Abbiamo ormai oltre un anno di esperienza di didattica a distanza e di smartworking, come reagisce il cervello a questo tipo di attività?
Molte persone hanno notato che alla fine di una giornata lavorativa trascorsa su Zoom, Teams o qualsiasi altra piattaforma virtuale, si sentono stanche, senza energia nonostante non abbiamo fatto alcun movimento fisico.
Una sensazione comune anche a studenti ed insegnanti, un fenomeno molto diffuso motivo per cui è stato coniato un nuovo termine inglese per definirlo: “Zoom fatigue”, ovvero affaticamento da Zoom.
Uno studio pubblicato dalla rivista Cyberpsychology, Behavior and Social Networking, condotto dai ricercatori Riva, Wiederhold e Mantovani, ha esplorato più a fondo questo tema usando la neuroscienza per provare a spiegare il motivo per cui lo smart working e la didattica a distanza cambino il modo in cui il nostro cervello vive e interpreta le esperienze di lavoro e apprendimento.

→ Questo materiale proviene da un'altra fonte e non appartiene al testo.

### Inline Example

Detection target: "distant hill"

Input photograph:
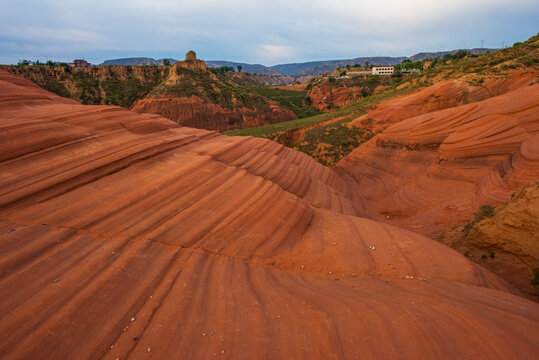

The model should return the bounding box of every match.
[100,49,496,76]
[410,48,498,61]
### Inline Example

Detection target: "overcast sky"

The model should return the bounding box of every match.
[0,0,539,65]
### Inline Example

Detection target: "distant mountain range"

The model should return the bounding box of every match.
[99,49,497,76]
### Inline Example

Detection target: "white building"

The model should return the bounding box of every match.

Uno dei motivi di questa sensazione di stanchezza è legato, sembra, al maggior sforzo cognitivo richiesto al cervello per gestire le videochiamate perché senza il supporto del linguaggio non verbale molto importante in una qualsiasi comunicazione, il cervello si deve impegnare di più per poter trasmettere alle altre persone quello che si vuole dire.
Come riportato da TPI una delle ultime scoperte in fatto di neuroscienza evidenzia come il senso dello spazio e la memoria sono strettamente collegato tra di loro.
In sostanza esiste una classe di neuroni chiamati GPS cosi come il navigatore della macchina o del cellulare che ci consentono di orientarci nello spazio. Tale scoperta è giusto ricordare che valse il premio Nobel per la medicina ai coniugi Moser nel 2014.
Gli stessi neuroni hanno anche la funzione importante di fissare i ricordi cosi come funziona per le mappe sul navigatore. I neuroni cambiano la loro attività a seconda della memoria segnalando il luogo del ricordo come tanti punti luminosi di una mappa associati ad esempio ad eventi importanti o luoghi visitati.
Il nostro cervello, quindi, registra in maniera costante le informazioni e i ricordi dei fatti avvenuti in un certo luogo come memoria autobiografica e questo svolge un ruolo importante della nostra identità personale che cambia con l’esperienza vissuta.
Il cervello quindi associa il lavoro, lo studio anche al luogo dove abitualmente stiamo per assolvere tale attività, associando attività allo spazio fisico dove questo avviene.
Per questo motivo quando siamo su una piattaforma virtuale il cervello non riesce ad associare lo spazio con l’attività svolta, in sostanza il meccanismo che registra la nostra memoria in relazione allo spazio non viene attivato e quindi tutte le esperienze fatte in questa modalità “virtuale” non vengono memorizzate dal cervello come memoria autobiografico e ogni volta che le ripetiamo lo stesso cervello deve ovviamente svolgere una fatica superiore.
Una esperienza definita “senza luogo “o “placelessness” in cui i neuroni GPS rimangono inattivi.